As we begin 1 Peter chapter 3, I recognize that as a man it would be easy to tune me out at this time.  A lot of garbage has washed under the bridge of submission in the home.  So let me first try to bring us back to Peter’s main point.  He is concerned with our ability to submit because of the way in which our refusal to do it will cause Jesus to be seen as a rebel.  If we rebel against authorities in the name of God’s Word then we can give the wrong impression of who God is.  In fact we will attract all the wrong people to the Church (rebels).  Jesus, who was God in the flesh, submitted himself to wicked authorities because he trusted the plan of the Father.
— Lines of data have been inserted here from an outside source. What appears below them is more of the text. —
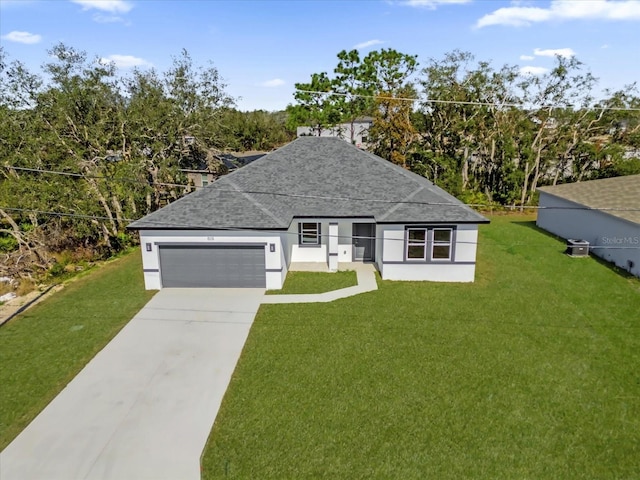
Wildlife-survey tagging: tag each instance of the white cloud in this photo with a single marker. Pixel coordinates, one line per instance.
(22, 37)
(434, 3)
(276, 82)
(111, 6)
(518, 16)
(126, 61)
(368, 43)
(551, 52)
(531, 70)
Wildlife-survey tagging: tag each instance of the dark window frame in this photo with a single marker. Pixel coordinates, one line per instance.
(306, 231)
(429, 243)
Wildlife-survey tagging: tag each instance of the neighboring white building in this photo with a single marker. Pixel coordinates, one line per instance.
(358, 130)
(313, 200)
(605, 212)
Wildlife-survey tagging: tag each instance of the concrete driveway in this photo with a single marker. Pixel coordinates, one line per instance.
(144, 406)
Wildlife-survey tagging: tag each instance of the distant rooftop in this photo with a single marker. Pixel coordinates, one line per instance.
(621, 194)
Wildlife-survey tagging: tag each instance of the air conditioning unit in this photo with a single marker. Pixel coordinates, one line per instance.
(577, 248)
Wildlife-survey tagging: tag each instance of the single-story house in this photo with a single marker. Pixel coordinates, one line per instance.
(356, 131)
(200, 173)
(605, 213)
(313, 200)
Yes, we can use God’s Word to justify rebellion against governments, and we can use God’s Word to justify a slave’s rebellion against his master.  But the goodness of the government or master was never the question.  It was an issue of the heart.  It is hard for modern man to hear these words, especially Americans.  We are so used to getting our way that we don’t understand how we more easily embrace rebellion and despise submission.  Submission as a virtue does have boundaries.  But even then our response needs to be more about submitting to God’s will above the will of an earthly authority, rather than one that is about my flesh rebelling against authority.  America was not founded upon a rebellious “no one will be in authority over us.”  It was the desire to submit to God over the top of a wicked king.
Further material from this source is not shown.